EVOLVABILITY PREDICTS EVOLUTIONARY DIVERGENCE ACROSS MICRO- AND MACROEVOLUTION
For the contemporary taxa, we combined within-population additive genetic variance with data on among-population and among-species variation (1051 evolvability estimates and 2694 population means from a total of 409 traits in 123 species). For the fossil taxa, we combined within-sample variance with changes in trait mean across 589 fossil time-series from 150 independent lineages for a total of 10,594 samples.
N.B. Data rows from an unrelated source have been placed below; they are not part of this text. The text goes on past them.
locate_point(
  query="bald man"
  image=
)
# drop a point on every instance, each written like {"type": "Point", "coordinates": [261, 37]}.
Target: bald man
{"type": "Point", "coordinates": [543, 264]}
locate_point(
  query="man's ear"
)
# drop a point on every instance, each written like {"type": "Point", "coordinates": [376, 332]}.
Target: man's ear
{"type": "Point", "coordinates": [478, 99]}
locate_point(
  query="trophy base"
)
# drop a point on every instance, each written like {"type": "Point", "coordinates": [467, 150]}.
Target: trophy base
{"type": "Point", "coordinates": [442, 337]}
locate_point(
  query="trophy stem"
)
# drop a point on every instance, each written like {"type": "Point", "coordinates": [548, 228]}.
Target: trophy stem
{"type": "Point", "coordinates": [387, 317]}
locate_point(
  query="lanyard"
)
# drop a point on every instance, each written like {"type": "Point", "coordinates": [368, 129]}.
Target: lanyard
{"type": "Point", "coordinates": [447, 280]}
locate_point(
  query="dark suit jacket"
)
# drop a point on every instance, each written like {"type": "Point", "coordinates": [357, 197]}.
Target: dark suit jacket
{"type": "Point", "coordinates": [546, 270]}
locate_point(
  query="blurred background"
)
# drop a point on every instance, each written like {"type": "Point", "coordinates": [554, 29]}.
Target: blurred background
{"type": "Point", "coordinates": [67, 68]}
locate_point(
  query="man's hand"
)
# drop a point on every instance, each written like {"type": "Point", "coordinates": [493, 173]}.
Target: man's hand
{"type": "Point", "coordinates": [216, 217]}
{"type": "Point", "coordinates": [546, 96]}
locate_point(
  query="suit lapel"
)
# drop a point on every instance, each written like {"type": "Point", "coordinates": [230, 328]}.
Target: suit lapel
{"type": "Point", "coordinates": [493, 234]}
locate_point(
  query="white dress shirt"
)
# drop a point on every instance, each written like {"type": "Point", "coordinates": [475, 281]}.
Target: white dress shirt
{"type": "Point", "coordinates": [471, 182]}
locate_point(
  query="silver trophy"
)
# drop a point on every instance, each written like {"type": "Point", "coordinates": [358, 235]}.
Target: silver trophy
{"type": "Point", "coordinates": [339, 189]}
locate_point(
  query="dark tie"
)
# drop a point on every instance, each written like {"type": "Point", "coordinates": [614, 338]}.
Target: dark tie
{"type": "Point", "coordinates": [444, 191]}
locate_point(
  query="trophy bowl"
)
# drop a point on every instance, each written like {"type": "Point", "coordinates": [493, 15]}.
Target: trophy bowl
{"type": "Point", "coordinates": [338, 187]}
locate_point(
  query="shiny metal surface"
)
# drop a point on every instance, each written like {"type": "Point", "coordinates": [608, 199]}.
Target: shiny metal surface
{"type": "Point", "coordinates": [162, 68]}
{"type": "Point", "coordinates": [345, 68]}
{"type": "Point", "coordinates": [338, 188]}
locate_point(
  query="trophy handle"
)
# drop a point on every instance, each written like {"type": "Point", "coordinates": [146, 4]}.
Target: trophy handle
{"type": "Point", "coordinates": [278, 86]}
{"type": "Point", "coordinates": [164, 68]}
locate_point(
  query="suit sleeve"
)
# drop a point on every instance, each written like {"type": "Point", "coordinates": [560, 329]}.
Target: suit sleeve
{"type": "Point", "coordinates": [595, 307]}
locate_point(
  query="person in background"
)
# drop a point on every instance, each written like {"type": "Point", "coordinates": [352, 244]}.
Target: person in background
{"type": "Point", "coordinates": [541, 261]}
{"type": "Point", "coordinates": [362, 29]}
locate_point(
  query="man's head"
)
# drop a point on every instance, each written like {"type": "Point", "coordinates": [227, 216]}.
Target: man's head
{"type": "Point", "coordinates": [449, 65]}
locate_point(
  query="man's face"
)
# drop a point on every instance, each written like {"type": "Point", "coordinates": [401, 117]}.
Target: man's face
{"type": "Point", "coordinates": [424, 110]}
The two datasets offer complementary strengths. The contemporary data provide measures of evolvability based on additive genetic variance, but the exact history of population divergence is usually unknown, so that populations must be considered as tips on polytomies. The fossil time-series data allow investigating the dynamic relationship between divergence and evolvability through time but lack direct information about genetic variation. Nevertheless, we show in the contemporary data that across traits there is a strong (R2 = 83%) and isometric scaling relationship between measures of additive and phenotypic variance, which can be used to translate phenotypic variation in fossil samples into estimates of evolvability.
Our results show that macroevolutionary changes are not independent of microevolutionary potential for evolution as both the contemporary and fossil data set firmly establish the existence of a positive scaling relationship between evolutionary divergence and evolvability. We suggest an effect of evolvability on phenotypic divergence can be explained by the influence of genetic constraints on lineage’s ability to track rapid stationary environmental fluctuations.